Englehart’s research, at its core, involves tiny computers that can be placed in prostheses. The devices are able to decode the body’s electromagnetic signals, translating them into movements and commands. In other words, the device tells the prothesis what the brain wants it to do. Thus the patient needs only to think about a task – such as lifting a cup of coffee – and the prothesis will make the appropriate movements to turn the thought into a reality.

“It learns what the person wants to do,” Englehart says.

The technology produced in Englehart’s lab has been tested in-house but has not yet been put through clinical trials. One challenge is the cost: up to $100,000 to fit just one amputee with a personalized prosthesis.

Another challenge is the rise of outside competitors, including some of Englehart’s former students, such as Blair Lock and Levi Hargrove. Both Lock and Hargrove worked at the Center for Bionic Medicine (Hargrove still does; Lock recently departed). The centre is part of the Rehabilitation Institute of Chicago, a world-renowned hospital that recently developed the world’s first thought-controlled bionic leg. The pair have also started a company, Coapt, which is competing with Englehart’s technology.

Kevin Englehart director of institute of biomedical engineering at the University of New Brunswick is seen with the department’s prosthetic hand Wednesday afternoon.

“It’s good and it’s bad,” says Englehart, who is originally from Fredericton and completed his undergraduate, graduate and doctoral degrees in engineering at UNB.

“Obviously, it would be great for us to be the only ones in the field right now and have a clear path to commercialization. But my students are doing great things in terms of coming up with other ways of applying this.”

Englehart has also developed an electromechanical prosthetic hand, but, again, competition is an issue.

“We’re not really sure if we’re going to be able to commercialize that part of it,” he says. “It’s 90 per cent done, but in the four to five years we’ve been working on it, at least a half-dozen other research groups and companies have developed competitive products. At the moment, it’s a really great research prototype. We’d like to think someday we could commercialize it, but we’re not really sure right now.”

More immediately, Englehart is in talks with a Boston company about commercializing technology for aiding upper-limb amputees. It would be in competition with Coapt’s technology.

Still, Englehart is sanguine. His lab’s research has been disseminated to the world, and though that might diminish his commercial prospects, it’s a good thing for amputees.

“We’ve created a whole network of competitors with ourselves, but ultimately the big picture is for this technology to become available so that people who need artificial limbs can receive it and benefit from it,” he says.
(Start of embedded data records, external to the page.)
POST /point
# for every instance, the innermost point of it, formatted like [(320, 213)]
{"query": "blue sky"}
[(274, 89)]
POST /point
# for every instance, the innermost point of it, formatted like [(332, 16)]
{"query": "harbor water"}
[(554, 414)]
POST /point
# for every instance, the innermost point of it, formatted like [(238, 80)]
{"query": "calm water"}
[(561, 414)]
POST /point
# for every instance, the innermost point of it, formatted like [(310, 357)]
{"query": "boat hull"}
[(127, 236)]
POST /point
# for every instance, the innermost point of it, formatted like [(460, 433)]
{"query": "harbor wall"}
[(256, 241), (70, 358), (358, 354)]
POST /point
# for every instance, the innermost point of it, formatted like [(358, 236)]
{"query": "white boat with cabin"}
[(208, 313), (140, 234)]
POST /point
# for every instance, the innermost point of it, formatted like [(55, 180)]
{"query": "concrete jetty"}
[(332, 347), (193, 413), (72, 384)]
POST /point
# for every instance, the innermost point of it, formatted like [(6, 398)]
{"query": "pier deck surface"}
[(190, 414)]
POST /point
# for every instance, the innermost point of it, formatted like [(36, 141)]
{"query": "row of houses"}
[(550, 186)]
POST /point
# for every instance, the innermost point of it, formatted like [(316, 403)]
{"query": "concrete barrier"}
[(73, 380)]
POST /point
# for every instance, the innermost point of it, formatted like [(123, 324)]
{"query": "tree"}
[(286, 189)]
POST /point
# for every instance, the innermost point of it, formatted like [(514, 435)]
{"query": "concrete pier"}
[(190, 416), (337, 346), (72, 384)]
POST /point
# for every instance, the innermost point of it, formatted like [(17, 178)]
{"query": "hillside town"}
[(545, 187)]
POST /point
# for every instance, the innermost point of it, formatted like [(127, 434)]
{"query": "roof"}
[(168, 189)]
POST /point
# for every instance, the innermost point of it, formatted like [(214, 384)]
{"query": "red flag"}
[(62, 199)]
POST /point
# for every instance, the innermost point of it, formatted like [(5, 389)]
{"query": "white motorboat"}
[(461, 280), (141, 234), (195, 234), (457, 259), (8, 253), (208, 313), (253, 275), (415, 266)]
Kumaran Thillainadarajah, the CEO of Fredericton-based Smart Skin Technologies, a nanotechnology company, has collaborated with Englehart on a couple of research projects, both having potential for commercialization.

“He takes on a lot of responsibility,” Thillainadarajah says. “He’s very on the ball. He’s accomplished a lot in a very short period of time with our tools. I’ve done a few different research projects and the quality of work being done by his team is far superior to anything else I’ve seen.”
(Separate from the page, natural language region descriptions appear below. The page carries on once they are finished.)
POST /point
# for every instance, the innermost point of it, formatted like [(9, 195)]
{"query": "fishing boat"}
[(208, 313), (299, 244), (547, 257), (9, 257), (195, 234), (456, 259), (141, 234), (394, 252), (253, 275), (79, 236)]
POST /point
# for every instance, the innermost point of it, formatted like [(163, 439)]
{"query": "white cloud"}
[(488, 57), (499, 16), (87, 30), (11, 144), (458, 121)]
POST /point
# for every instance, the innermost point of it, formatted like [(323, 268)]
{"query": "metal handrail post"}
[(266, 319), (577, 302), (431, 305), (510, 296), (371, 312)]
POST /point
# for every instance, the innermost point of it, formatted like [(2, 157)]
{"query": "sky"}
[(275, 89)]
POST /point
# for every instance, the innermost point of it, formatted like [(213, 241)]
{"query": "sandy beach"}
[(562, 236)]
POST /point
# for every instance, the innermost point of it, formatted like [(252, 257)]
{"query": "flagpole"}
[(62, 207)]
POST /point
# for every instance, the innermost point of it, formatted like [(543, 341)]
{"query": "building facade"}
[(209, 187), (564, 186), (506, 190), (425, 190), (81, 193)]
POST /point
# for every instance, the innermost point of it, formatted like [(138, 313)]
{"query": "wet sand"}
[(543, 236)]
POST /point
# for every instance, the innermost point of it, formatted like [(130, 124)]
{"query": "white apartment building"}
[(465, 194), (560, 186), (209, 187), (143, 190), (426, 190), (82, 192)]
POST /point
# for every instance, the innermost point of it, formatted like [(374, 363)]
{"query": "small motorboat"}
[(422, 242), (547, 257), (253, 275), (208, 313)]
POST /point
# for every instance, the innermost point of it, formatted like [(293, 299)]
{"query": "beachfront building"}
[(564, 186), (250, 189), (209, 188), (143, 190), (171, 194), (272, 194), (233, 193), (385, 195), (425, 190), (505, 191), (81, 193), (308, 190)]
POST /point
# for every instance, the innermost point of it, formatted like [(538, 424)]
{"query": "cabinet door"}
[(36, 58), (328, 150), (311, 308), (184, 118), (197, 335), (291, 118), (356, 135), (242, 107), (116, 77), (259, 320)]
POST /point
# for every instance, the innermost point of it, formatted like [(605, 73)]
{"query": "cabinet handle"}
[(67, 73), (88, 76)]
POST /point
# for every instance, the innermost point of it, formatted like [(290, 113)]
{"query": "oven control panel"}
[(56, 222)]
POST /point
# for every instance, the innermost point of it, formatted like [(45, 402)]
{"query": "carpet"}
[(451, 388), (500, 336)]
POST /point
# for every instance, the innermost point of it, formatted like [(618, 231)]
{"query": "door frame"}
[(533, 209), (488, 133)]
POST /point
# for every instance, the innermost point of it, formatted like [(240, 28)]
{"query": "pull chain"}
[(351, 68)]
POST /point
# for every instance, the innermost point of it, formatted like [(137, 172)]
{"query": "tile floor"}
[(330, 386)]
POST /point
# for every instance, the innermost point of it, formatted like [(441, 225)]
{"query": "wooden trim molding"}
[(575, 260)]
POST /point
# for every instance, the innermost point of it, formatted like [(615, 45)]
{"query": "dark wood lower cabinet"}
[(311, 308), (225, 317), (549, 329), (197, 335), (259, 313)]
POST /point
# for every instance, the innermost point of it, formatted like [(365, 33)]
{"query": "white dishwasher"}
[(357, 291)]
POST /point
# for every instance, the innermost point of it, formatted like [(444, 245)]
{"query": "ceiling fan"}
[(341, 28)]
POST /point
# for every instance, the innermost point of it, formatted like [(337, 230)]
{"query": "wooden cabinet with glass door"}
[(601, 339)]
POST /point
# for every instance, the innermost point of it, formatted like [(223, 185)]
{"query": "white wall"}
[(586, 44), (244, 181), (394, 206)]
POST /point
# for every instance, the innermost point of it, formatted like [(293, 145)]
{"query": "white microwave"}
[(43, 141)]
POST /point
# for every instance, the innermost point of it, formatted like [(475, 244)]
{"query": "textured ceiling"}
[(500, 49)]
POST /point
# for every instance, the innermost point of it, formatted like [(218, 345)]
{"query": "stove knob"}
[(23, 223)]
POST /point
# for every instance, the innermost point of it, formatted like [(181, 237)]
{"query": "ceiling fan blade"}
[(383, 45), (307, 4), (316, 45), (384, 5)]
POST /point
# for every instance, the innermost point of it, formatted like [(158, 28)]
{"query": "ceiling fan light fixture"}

Thillainadarajah has also used Englehart as a talent scout for Smart Skin. “Kevin has a knack for identifying top students at the university. For the past four or five hires we’ve relied on him to find us candidates.”

Englehart is hoping to push his technology beyond the realm of upper limb-amputation uses, perhaps into other health applications or even into unrelated fields such as gaming. Those commercial ventures may prove successful, or perhaps not. And he seems OK with that fact.

The “most satisfying” moments arrive when amputees are first outfitted with his technology, Englehart finds.

“We all want our own personal achievements, but in the end we want to see the technology get out there so people can benefit from it.”